Ce projet s'ancre dans le territoire car il est vecteur de développement économique, écologique et social. Il associe la dimension rurale par ce retour à la terre, cette connexion du végétal, du génie de l'arbre qui structure nos paysages. Transmettre et renforcer cette identité de naturalité et du « bon sens » paysan par la palette végétale de nos campagnes permet d'être dans une dialectique dont les mots-clés sont simplicités, complicité tout en mettant en exergue le génie du lieu. Ainsi Monsieur Néez, sa famille et les hôtes pourront réinvestir l'espace dans un cadre propice à cette interaction, de goûter le paysage tout en se sentant en sécurité au sein de ce château manoir.
 
 
 
 
 

Jeanne Thubert - "Nous voyons l’extérieur de l’intérieur mais nous ne voyons pas l’intérieur de l’extérieur ! voici la rapsodie"

Ce jardin, pour accueillir les différentes activités agricoles et prestation de service, est partitionné tel un morceau de musique. Ainsi celui-ci est principalement construit autour du style musical de la Rhapsodie, par exemple, tel un Ragtime de Scott Joplin (Pianiste du 19ème siècle). Une rapsodie est une manière de composer un morceau de musique. Il s'agit d'une suite de différentes mélodies. Mises à la suite, elles forment un seul et même morceau de musique. Sur le principe de la rapsodie nous avons pris, ce qui nous semble un point fort du jardin investit ; les haies et le parcours qu'elles forment comme point de départ. À partir d'observations lors de nos promenades autour du site différentes typologies de haies ont fait surfaces et ont permis le partitionnement du jardin. Le jardin est une composition qui ne cesse d'évoluer et qui demande beaucoup d'attention pour en comprendre toute la conception. Le jardin est donc construit par une succession de plans que l'on appréhende par une approche multi-sensorielle favorisant la compréhension de sa composition.
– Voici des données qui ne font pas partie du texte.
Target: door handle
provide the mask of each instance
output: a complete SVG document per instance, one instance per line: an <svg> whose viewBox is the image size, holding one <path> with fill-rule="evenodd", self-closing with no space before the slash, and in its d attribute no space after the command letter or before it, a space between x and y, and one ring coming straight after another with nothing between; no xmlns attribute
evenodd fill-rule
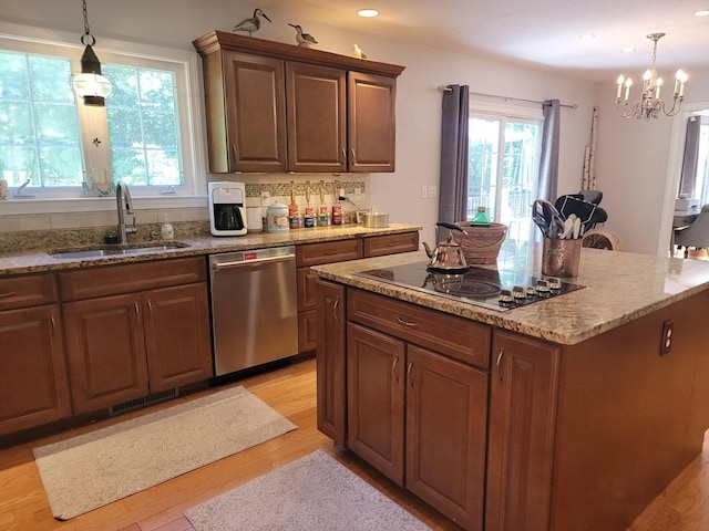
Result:
<svg viewBox="0 0 709 531"><path fill-rule="evenodd" d="M497 354L497 363L495 364L495 369L497 371L497 382L502 384L502 368L500 365L502 364L502 357L505 355L504 347L500 347L500 353Z"/></svg>
<svg viewBox="0 0 709 531"><path fill-rule="evenodd" d="M337 309L340 305L340 298L339 295L335 298L335 302L332 303L332 316L335 317L336 322L340 322L340 316L337 314Z"/></svg>

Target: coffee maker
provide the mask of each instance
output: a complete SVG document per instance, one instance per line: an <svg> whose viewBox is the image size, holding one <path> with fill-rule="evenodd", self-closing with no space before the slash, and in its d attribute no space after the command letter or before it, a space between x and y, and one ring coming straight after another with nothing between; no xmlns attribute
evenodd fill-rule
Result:
<svg viewBox="0 0 709 531"><path fill-rule="evenodd" d="M207 190L209 194L209 229L212 235L246 235L246 188L244 183L209 183Z"/></svg>

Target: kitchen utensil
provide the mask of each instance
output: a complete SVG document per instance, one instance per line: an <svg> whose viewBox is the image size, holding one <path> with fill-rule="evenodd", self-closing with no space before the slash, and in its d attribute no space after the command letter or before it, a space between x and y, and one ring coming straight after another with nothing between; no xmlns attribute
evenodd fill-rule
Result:
<svg viewBox="0 0 709 531"><path fill-rule="evenodd" d="M574 239L578 239L578 237L580 236L580 219L576 218L574 219L574 228L572 230Z"/></svg>
<svg viewBox="0 0 709 531"><path fill-rule="evenodd" d="M559 235L559 238L563 238L563 239L571 238L572 232L574 230L574 219L578 219L578 218L575 218L575 217L574 218L572 218L572 217L566 218L566 220L564 221L564 230Z"/></svg>
<svg viewBox="0 0 709 531"><path fill-rule="evenodd" d="M542 211L542 216L547 226L545 236L547 238L558 238L558 236L564 230L565 217L562 216L562 214L556 209L556 207L552 205L552 202L547 201L546 199L536 199L534 201L533 208L534 208L534 212L538 212L540 209Z"/></svg>
<svg viewBox="0 0 709 531"><path fill-rule="evenodd" d="M368 229L382 229L389 227L389 215L386 212L362 212L364 227Z"/></svg>
<svg viewBox="0 0 709 531"><path fill-rule="evenodd" d="M461 273L469 269L461 240L467 232L454 223L439 221L435 223L435 249L431 250L423 242L425 253L431 259L428 268L431 271L444 273Z"/></svg>

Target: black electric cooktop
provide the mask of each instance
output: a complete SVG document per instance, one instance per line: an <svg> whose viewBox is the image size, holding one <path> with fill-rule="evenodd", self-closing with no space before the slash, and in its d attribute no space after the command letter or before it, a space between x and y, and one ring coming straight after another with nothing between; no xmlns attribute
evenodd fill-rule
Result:
<svg viewBox="0 0 709 531"><path fill-rule="evenodd" d="M500 312L585 288L553 277L537 278L525 272L500 272L476 267L450 274L429 270L428 262L370 269L353 274Z"/></svg>

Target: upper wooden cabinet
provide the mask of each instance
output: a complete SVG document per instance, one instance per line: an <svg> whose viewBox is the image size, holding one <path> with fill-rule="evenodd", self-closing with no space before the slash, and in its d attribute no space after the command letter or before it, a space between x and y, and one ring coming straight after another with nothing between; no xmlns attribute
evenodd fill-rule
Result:
<svg viewBox="0 0 709 531"><path fill-rule="evenodd" d="M212 173L394 170L403 66L220 31L193 44Z"/></svg>

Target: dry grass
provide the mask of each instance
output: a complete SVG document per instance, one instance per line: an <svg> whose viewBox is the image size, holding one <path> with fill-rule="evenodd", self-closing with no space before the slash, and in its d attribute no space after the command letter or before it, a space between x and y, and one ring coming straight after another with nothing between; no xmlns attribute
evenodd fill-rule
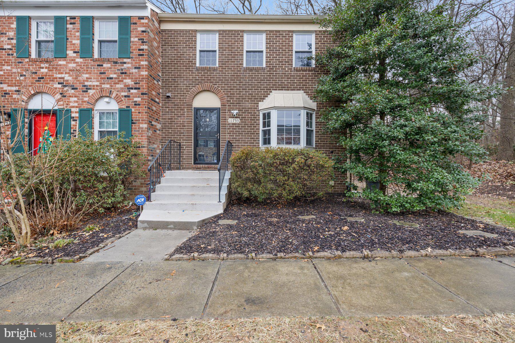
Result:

Ainsi différentes chambres sont découpées et occupées par différentes activités.
 
 
 
 
 

Les enjeux et objectifs de l'atelier projet

Les enseignements en « conception, création de jardin dans la paysage » sont fondés sur l'association de :
  • la pratique et de la théorie,
  • la continuité entre tradition et innovation, 
  • l'alternance entre travail d'atelier (en groupe) et travail personnel, 
  • l'initiation et la spécialisation, 
  • la pédagogie de projet et la démarche « jardiniste », 
  • le développement d'une activité artistique et la transversalité dans les champs de connaissance abordés.

Cette deuxième année de formation offre une mise en situation professionnelle et un travail en grandeur réelle. Elle met véritablement l'élève en condition de recherche et d'expérimentation formelle. L'élève va collecter l'information en proposant des rencontres notamment avec le maître d'ouvrage et les autres personnes concernées par le projet, des visites sur le site étudié.

 
 
 
 

Les débouchés métiers de la formation

Il s'agit de former de futurs maîtres d'œuvre (conception/suivi de la réalisation) en art des jardins et des concepteurs/entrepreneurs (bureau d'étude d'entreprise de réalisation) aguerris à la démarche de projet et au processus de conception, capables de développer une pensée du jardin dans le paysage issu du diagnostic de site et de son contexte, par l'expérimentation tout au long des phases de projet.

Ces maîtres d'œuvre et entrepreneurs (concepteur/réalisateur) participent autant à la réalisation du jardin privé, de parcs qu'à des concours ayant comme vocation l'expression du jardinage (Chaumont-sur-Loire, Wesserling, Canada, Suisse...).